La leyenda de la fidelidad y la rentabilidad del apoyo de ese tipo de seguidores se la acaba de cargar el Barcelona. Su directiva ha eliminado (contra amenazas y agresiones) la peor chusma que se ocultaba en sus fondos. A la vista de los brillantes triunfos del equipo culé (ya sin ese bastardo respaldo), queda claro lo que influyen las bengalas y las pancartas en que un club triunfe.

En segundo término, cabría reprocharles la situación a los que ha alentado ese mensaje de rechazo (más allá de la comprensible broma futbolera y del deseo de que ganen los tuyos o pierdan los otros) para que haya calado tanto entre sectores de población tan dispares.

Los medios de comunicación han hecho un flaco favor al objetivo sagrado de poder ir con los niños a cualquier partido en esta provincia. Algunos caricatos metidos a pseudoperiodistas han buscado el aplauso fácil con la inquina exagerada, a sabiendas de que conecta con los más bajos instintos de la grada. Es más fácil atacar al Cádiz o al Xerez, desde Jerez o Cádiz, que analizar el centro del campo de cada equipo, el maltrato crónico a la cantera, la discutible gestión de ambas directivas o conseguir informaciones de fichajes.

Algunos dirigentes políticos también se han apuntado al tren barato de hacer bandera del odio al rival. Desde Pacheco a Pilar Sánchez, quizás con alguna imprudencia de González Cabaña, varios se han sumado a un recurso propagandístico tan viejo como Olimpia y que viene muy bien para distraer del análisis de su responsabilidad real.

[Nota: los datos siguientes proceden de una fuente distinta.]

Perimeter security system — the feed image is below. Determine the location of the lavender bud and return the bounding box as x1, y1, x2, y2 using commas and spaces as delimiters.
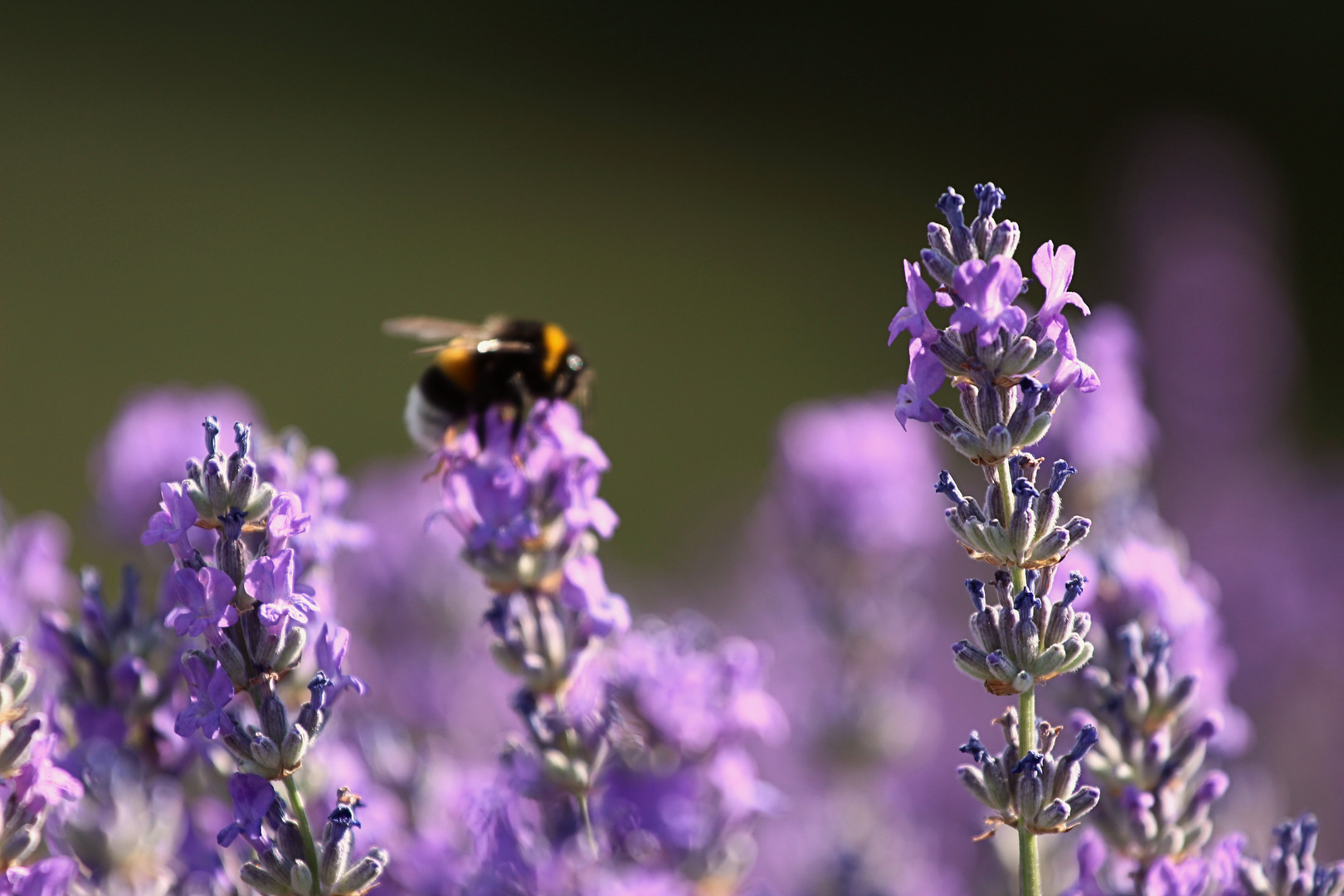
1162, 673, 1199, 718
0, 638, 28, 683
280, 722, 309, 768
1013, 750, 1045, 818
289, 859, 313, 894
1008, 614, 1040, 668
1031, 644, 1067, 679
928, 222, 953, 260
0, 825, 41, 865
1035, 799, 1070, 830
0, 716, 41, 774
228, 455, 261, 509
985, 423, 1012, 458
319, 806, 359, 891
247, 732, 280, 774
202, 457, 228, 516
937, 187, 977, 265
1042, 591, 1074, 646
985, 650, 1017, 681
999, 603, 1021, 655
1123, 675, 1151, 728
926, 334, 971, 365
985, 221, 1021, 258
238, 863, 289, 896
256, 694, 289, 740
971, 607, 1004, 653
956, 382, 984, 429
1161, 718, 1222, 783
999, 336, 1039, 378
297, 703, 327, 743
1064, 516, 1091, 544
952, 640, 993, 679
967, 579, 985, 612
975, 376, 1006, 432
271, 626, 308, 672
1074, 612, 1091, 638
334, 849, 387, 894
919, 246, 957, 286
957, 766, 1003, 809
1030, 529, 1069, 562
1028, 338, 1059, 370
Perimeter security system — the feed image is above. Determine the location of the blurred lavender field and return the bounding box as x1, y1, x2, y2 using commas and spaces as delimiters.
0, 114, 1344, 896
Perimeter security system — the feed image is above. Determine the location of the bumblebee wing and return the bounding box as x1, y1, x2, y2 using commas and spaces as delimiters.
412, 336, 536, 354
383, 317, 492, 348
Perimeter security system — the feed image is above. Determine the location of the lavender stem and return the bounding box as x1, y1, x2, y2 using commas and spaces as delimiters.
996, 458, 1040, 896
285, 775, 321, 896
1015, 682, 1040, 896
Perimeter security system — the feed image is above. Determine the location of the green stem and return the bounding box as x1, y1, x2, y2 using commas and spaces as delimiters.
285, 775, 321, 896
579, 796, 597, 859
1017, 686, 1040, 896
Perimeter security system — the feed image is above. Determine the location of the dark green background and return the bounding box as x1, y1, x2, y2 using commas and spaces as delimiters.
0, 2, 1344, 582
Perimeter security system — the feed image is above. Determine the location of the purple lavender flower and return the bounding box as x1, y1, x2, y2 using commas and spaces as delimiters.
139, 482, 197, 559
173, 655, 234, 738
243, 548, 317, 631
89, 386, 264, 543
0, 514, 80, 634
316, 622, 368, 704
266, 492, 313, 556
1059, 827, 1110, 896
1049, 305, 1157, 488
0, 855, 80, 896
217, 774, 275, 852
13, 735, 83, 814
887, 262, 952, 345
559, 553, 631, 638
164, 567, 238, 640
946, 256, 1039, 345
442, 402, 617, 590
889, 184, 1099, 465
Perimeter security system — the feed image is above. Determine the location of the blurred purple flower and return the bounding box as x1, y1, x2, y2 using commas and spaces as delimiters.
559, 553, 631, 636
173, 655, 234, 738
243, 548, 317, 630
887, 262, 952, 345
773, 397, 942, 552
266, 492, 313, 556
947, 256, 1026, 345
13, 735, 83, 813
314, 622, 368, 704
0, 514, 80, 635
217, 774, 275, 846
139, 482, 197, 559
164, 567, 238, 640
1059, 826, 1110, 896
89, 386, 265, 543
1047, 305, 1157, 475
0, 855, 80, 896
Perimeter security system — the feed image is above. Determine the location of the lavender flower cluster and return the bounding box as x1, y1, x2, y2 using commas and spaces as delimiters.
0, 158, 1344, 896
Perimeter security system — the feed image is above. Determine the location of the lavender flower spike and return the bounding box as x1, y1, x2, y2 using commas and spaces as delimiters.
173, 655, 234, 738
243, 548, 317, 631
164, 567, 238, 640
217, 774, 277, 852
314, 622, 368, 701
889, 184, 1098, 466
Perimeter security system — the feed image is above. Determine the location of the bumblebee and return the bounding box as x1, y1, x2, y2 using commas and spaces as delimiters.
383, 317, 590, 451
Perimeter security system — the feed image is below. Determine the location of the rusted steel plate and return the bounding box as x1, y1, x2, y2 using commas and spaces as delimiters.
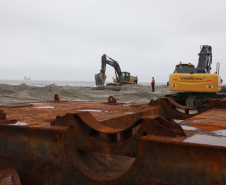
0, 99, 226, 185
0, 169, 20, 185
181, 109, 226, 131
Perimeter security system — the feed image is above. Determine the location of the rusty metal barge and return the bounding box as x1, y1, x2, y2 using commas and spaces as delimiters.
0, 96, 226, 185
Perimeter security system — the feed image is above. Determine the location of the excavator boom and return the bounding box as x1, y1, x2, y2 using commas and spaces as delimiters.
95, 54, 136, 86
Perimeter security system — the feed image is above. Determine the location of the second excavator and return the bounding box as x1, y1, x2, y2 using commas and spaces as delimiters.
95, 54, 137, 86
167, 45, 225, 106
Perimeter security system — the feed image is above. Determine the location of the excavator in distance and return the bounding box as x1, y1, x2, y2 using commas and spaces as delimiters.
95, 54, 136, 86
167, 45, 222, 106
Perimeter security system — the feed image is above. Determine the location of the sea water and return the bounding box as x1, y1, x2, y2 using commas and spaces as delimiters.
0, 80, 166, 87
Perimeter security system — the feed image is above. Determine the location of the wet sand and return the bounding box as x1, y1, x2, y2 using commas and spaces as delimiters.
0, 84, 170, 105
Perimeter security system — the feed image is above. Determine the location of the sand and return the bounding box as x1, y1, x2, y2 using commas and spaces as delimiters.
0, 84, 170, 105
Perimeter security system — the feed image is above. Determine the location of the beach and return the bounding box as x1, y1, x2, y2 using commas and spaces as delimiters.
0, 83, 170, 105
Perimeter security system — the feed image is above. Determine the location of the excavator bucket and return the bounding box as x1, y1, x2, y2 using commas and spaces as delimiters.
95, 73, 106, 86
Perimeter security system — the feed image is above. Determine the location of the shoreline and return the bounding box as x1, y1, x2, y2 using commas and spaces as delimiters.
0, 83, 171, 105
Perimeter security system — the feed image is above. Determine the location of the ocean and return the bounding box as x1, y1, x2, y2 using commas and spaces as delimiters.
0, 80, 166, 87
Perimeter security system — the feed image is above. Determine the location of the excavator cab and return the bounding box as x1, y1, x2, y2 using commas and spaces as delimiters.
120, 72, 130, 82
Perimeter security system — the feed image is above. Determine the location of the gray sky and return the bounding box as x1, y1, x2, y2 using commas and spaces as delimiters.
0, 0, 226, 82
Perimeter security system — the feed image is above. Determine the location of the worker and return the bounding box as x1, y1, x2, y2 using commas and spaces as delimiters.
151, 77, 155, 92
135, 76, 138, 84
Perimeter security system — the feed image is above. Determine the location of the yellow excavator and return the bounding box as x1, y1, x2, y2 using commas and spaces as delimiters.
95, 54, 137, 86
168, 45, 222, 106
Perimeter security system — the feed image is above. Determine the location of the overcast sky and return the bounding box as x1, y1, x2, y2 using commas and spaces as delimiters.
0, 0, 226, 82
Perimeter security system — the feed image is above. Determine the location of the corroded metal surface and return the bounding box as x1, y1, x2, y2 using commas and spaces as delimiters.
0, 98, 226, 185
0, 169, 20, 185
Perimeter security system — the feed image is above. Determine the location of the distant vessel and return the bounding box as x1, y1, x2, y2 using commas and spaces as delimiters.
24, 76, 31, 80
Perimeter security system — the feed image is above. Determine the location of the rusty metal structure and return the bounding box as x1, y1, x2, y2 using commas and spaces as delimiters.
0, 95, 226, 185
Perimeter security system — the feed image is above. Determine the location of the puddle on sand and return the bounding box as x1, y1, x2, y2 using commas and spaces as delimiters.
78, 109, 103, 112
77, 109, 113, 112
212, 130, 226, 137
34, 106, 55, 109
181, 125, 197, 130
124, 112, 134, 114
8, 121, 28, 126
184, 134, 226, 146
122, 104, 130, 107
28, 103, 43, 105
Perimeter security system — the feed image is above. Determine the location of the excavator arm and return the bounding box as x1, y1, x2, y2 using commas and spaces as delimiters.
197, 45, 212, 73
95, 54, 122, 86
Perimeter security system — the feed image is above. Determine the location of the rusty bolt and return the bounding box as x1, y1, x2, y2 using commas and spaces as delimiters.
0, 109, 6, 120
108, 96, 116, 103
54, 94, 60, 101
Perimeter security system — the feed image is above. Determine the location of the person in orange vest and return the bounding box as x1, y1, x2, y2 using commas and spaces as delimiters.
151, 77, 155, 92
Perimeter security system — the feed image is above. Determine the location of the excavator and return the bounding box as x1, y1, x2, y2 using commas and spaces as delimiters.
95, 54, 136, 86
167, 45, 222, 106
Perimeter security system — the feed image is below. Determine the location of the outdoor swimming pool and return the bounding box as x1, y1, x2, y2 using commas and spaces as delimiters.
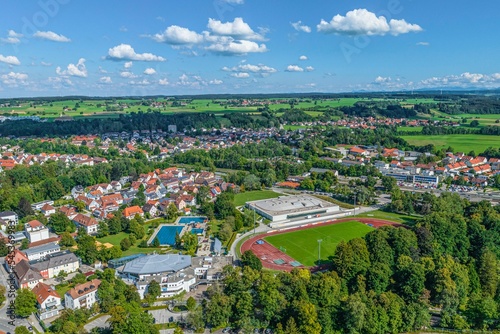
191, 228, 203, 234
156, 226, 184, 246
177, 217, 207, 224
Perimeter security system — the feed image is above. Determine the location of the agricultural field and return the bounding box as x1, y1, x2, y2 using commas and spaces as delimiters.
264, 221, 373, 266
234, 190, 283, 206
401, 134, 500, 154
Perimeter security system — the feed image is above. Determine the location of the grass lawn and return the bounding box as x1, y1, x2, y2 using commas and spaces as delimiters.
264, 221, 373, 266
234, 190, 283, 206
401, 134, 500, 154
355, 210, 420, 225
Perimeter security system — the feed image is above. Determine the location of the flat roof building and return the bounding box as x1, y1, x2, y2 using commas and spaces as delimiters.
246, 194, 340, 222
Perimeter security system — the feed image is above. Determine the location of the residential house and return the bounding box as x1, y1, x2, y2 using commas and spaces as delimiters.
29, 250, 80, 279
23, 242, 61, 261
31, 282, 63, 320
71, 213, 99, 234
64, 278, 101, 310
123, 205, 144, 219
40, 203, 56, 217
24, 220, 50, 243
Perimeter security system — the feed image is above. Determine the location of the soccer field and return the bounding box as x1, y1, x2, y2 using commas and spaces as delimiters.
264, 221, 373, 266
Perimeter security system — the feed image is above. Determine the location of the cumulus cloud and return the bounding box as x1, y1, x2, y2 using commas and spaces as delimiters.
231, 72, 250, 79
99, 77, 113, 83
222, 64, 277, 73
205, 38, 267, 55
107, 44, 166, 61
0, 30, 24, 44
290, 21, 311, 33
120, 71, 137, 79
316, 8, 422, 36
207, 17, 264, 41
0, 54, 21, 65
151, 25, 203, 45
285, 65, 304, 72
56, 58, 87, 78
33, 31, 71, 43
0, 72, 28, 87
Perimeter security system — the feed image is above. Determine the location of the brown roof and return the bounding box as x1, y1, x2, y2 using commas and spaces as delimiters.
66, 278, 101, 299
31, 282, 61, 305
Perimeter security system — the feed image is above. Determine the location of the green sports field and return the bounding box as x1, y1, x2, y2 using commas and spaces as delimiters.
264, 221, 373, 266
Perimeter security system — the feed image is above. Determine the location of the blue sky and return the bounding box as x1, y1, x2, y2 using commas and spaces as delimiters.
0, 0, 500, 97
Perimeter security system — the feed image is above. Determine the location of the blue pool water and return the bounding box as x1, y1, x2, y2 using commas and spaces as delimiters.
179, 217, 207, 224
156, 226, 184, 246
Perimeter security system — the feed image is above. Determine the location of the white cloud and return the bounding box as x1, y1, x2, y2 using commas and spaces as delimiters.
99, 77, 113, 83
207, 17, 265, 41
0, 30, 24, 44
150, 25, 203, 45
108, 44, 166, 61
130, 79, 151, 86
290, 21, 311, 33
0, 72, 28, 87
120, 71, 137, 79
33, 31, 71, 43
222, 64, 277, 73
56, 58, 87, 78
205, 39, 267, 55
231, 72, 250, 79
316, 8, 422, 36
0, 54, 21, 65
285, 65, 304, 72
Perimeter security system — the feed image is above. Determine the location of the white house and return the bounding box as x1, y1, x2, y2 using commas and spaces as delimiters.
64, 278, 101, 310
31, 282, 63, 320
24, 220, 50, 243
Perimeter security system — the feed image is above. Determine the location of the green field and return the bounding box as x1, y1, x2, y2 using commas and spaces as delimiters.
264, 221, 373, 266
234, 190, 283, 206
401, 134, 500, 154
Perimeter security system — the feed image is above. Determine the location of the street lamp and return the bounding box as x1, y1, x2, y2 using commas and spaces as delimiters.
317, 239, 323, 264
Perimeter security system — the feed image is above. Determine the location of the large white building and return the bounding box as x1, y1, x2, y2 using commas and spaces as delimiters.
246, 194, 340, 222
64, 278, 101, 310
121, 254, 196, 298
24, 220, 50, 242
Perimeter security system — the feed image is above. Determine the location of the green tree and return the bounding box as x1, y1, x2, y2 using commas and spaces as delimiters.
14, 289, 37, 318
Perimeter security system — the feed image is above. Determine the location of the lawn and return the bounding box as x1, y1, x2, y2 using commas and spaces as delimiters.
264, 221, 373, 266
234, 190, 283, 206
355, 210, 420, 225
401, 134, 500, 154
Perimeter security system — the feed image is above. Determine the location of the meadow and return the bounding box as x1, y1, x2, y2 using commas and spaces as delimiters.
401, 134, 500, 154
234, 190, 283, 206
264, 221, 373, 266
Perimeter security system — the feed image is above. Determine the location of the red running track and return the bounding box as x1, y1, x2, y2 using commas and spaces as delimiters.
240, 218, 404, 271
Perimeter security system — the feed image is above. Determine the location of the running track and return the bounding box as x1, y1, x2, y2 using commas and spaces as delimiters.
240, 218, 404, 271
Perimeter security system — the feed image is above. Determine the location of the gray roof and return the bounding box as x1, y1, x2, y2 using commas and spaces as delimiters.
24, 242, 61, 257
123, 254, 191, 275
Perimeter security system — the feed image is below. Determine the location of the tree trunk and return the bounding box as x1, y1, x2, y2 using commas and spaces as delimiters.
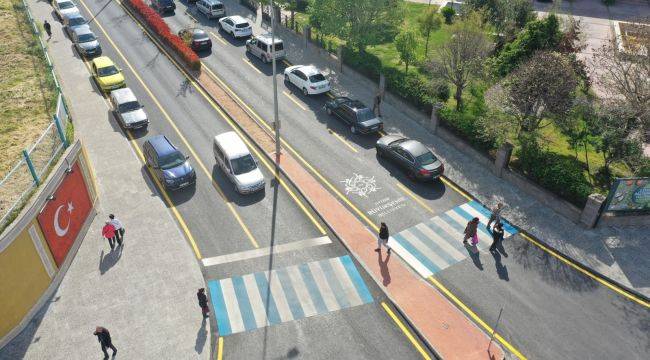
454, 85, 463, 111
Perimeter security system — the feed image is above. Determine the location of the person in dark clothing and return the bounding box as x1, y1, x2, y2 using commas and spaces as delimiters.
43, 20, 52, 40
490, 222, 503, 251
196, 288, 210, 317
375, 223, 390, 254
93, 326, 117, 359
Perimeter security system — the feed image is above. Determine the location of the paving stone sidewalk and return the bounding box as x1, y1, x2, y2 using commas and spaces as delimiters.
234, 0, 650, 296
0, 0, 210, 360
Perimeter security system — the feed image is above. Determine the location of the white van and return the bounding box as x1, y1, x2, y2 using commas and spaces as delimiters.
246, 34, 285, 63
212, 131, 265, 194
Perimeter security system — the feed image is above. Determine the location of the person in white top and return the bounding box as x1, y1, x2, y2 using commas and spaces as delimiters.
108, 214, 124, 246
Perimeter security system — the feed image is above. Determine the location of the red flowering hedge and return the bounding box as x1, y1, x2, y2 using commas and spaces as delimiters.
126, 0, 201, 70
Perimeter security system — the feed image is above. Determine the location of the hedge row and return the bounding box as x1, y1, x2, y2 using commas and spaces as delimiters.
336, 47, 442, 112
126, 0, 201, 70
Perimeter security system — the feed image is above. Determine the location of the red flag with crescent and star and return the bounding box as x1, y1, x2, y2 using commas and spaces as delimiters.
38, 163, 92, 267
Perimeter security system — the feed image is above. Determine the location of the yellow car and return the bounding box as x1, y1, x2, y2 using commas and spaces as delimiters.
92, 56, 126, 92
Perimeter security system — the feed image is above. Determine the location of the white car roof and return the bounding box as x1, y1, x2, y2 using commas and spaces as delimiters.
111, 88, 138, 105
228, 15, 248, 24
214, 131, 250, 159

Entre unos y otros, hemos llegado a una situación que (habrá opiniones y gustos) resulta más desagradable de la cuenta. El Xerez Deportivo debería ser invitado al próximo Trofeo Carranza. Debería garantizar taquilla e interés, además de reconocer su histórica temporada. Pero, de pronto, alguien te despierta del sueño inocente. «Si viene el Xerez, no puedo ir con mi niña. Todo estará lleno de Policía a caballo y te puede caer un golpe», dice un buen aficionado y un buen tipo. Y tiene razón. Y piensan igual miles de personas. A eso hemos llegado. A que una cita que pone el fútbol en segundo término y prima la fiesta no pueda recibir a un equipo vecino por el temor que inspiran algunos visitantes y algunos anfitriones.

En algún momento habrá que empezar a tratar de invertir la tendencia. Este no parece malo. Es sólo fútbol. O era sólo fútbol y ni en ese apasionado ámbito tiene mucho sentido el odio. Fuera del estadio, sencillamente, ridiculiza al que lo manifiesta. Enhorabuena a los xerecistas. El equipo se lo ha merecido. Yo quería que subiera el Cádiz. Era imprescindible. Lo que hagan los demás.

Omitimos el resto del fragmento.